Android函數抽取殼的實現

2022 年 1 月 15 日
筆記
Android

0x0 前言

函數抽取殼這個詞不知道從哪起源的，但我理解的函數抽取殼是那種將dex文件中的函數代碼給nop，然後在運行時再把位元組碼給填回dex的這麼一種殼。

函數抽取前：

函數抽取後：

很早之前就想寫這類的殼，最近終於把它做出來了，取名為dpt。現在將代碼分享出來，歡迎把玩。項目地址：//github.com/luoyesiqiu/dpt-shell

0x1 項目的結構

dpt代碼分為兩個部分，一個是proccessor，另一個是shell。

proccessor是可以將普通apk處理成加殼apk的模塊。它的主要功能有：

解壓apk
提取apk中的dex的codeitem保存起來
修改Androidmanifest.xml中的Application類名
生成新的apk

流程如下：

shell模塊最終生成的dex文件和so文件將被集成到需要加殼的apk中。它的要功能有：

處理App的啟動
替換dexElements
hook相關函數
調用目標Application
codeitem文件讀取
codeitem填回

流程如下：

0x2 proccessor

proccessor比較重要的邏輯兩點，AndroidManiest.xml的處理和Codeitem的提取

（1）處理Androidmanifest.xml

我們處理AndroidManifest.xml的操作主要是備份原Application的類名和寫入殼的代理Application的類名。備份原Application類名目的是在殼的流程執行完成後，調用我們原APK的Application。寫入殼的代理Application類名的目的是在app啟動時儘早的啟動我們的代理Application，這樣我們就可以做一些準備工作，比如自定義加載dex,Hook一些函數等。我們知道，AndroidManifest.xml在生成apk後它不是以普通xml文件的格式來存放的，而是以axml格式來存放的。不過幸運的是，已經有許多大佬寫了對axml解析和編輯的庫，我們直接拿來用就行。這裡用到的axml處理的庫是ManifestEditor。

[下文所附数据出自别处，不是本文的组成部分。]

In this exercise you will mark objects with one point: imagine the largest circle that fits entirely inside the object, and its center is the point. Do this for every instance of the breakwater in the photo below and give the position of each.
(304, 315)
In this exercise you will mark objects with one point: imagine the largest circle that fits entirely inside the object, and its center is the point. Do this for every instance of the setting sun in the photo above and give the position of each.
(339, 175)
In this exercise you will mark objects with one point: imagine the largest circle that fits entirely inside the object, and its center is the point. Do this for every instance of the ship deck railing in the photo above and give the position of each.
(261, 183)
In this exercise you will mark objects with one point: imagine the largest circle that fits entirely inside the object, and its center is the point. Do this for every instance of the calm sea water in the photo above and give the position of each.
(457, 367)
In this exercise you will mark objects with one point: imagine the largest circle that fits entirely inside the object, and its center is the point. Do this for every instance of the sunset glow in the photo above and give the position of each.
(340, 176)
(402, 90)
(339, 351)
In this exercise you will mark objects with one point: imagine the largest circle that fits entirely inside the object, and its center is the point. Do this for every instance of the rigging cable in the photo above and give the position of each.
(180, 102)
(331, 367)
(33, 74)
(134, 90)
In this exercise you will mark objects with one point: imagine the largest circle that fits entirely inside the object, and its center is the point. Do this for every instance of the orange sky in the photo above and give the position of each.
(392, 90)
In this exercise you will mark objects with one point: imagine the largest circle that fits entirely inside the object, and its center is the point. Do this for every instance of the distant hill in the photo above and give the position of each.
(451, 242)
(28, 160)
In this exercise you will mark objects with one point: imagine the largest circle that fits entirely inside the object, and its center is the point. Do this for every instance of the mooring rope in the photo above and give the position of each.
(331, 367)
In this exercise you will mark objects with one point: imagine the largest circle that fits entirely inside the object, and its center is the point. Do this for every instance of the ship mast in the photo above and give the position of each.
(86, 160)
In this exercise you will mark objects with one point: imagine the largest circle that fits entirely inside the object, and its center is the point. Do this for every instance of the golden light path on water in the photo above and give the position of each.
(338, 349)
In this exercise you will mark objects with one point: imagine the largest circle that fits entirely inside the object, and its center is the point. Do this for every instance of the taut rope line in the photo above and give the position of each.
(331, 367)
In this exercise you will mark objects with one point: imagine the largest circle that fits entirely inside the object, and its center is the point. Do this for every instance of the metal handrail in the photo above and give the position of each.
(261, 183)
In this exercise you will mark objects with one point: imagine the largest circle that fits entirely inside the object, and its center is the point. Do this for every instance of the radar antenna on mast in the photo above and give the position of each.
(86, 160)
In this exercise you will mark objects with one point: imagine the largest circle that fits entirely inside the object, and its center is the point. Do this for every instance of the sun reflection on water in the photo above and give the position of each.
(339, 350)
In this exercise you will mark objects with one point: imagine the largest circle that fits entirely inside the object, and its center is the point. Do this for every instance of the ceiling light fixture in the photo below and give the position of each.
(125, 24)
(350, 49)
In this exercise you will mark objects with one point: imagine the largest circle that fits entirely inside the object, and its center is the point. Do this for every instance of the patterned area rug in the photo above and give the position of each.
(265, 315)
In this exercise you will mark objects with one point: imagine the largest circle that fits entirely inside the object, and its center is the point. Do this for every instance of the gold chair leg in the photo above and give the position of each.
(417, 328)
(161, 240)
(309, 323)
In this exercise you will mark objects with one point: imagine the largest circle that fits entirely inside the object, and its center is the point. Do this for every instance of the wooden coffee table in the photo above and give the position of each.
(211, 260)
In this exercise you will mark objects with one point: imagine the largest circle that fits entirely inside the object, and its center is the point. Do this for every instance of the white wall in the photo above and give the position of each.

提取原Androidmanifest.xml Application完整類名代碼如下，直接調用getApplicationName函數即可


    public static String getValue(String file,String tag,String ns,String attrName){
        byte[] axmlData = IoUtils.readFile(file);
        AxmlParser axmlParser = new AxmlParser(axmlData);
        try {
            while (axmlParser.next() != AxmlParser.END_FILE) {
                if (axmlParser.getAttrCount() != 0 && !axmlParser.getName().equals(tag)) {
                    continue;
                }
                for (int i = 0; i < axmlParser.getAttrCount(); i++) {
                    if (axmlParser.getNamespacePrefix().equals(ns) && axmlParser.getAttrName(i).equals(attrName)) {
                        return (String) axmlParser.getAttrValue(i);
                    }
                }
            }
        } catch (Exception e) {
            e.printStackTrace();
        }
        return null;
    }

    public static String getApplicationName(String file) {
        return getValue(file,"application","android","name");
    }

寫入Application類名的代碼如下：

    public static void writeApplicationName(String inManifestFile, String outManifestFile, String newApplicationName){
        ModificationProperty property = new ModificationProperty();
        property.addApplicationAttribute(new AttributeItem(NodeValue.Application.NAME,newApplicationName));

        FileProcesser.processManifestFile(inManifestFile, outManifestFile, property);

    }

(2) 提取CodeItem

CodeItem是dex文件中存放函數位元組碼相關數據的結構。下圖顯示的就是CodeItem大概的樣子。

說是提取CodeItem，其實我們提取的是CodeItem中的insns，它裏面存放的是函數真正的位元組碼。提取insns，我們使用的是Android源碼中的dx工具，使用dx工具可以很方便的讀取dex文件的各個部分。

下面的代碼遍歷所有ClassDef，並遍歷其中的所有函數，再調用extractMethod對單個函數進行處理。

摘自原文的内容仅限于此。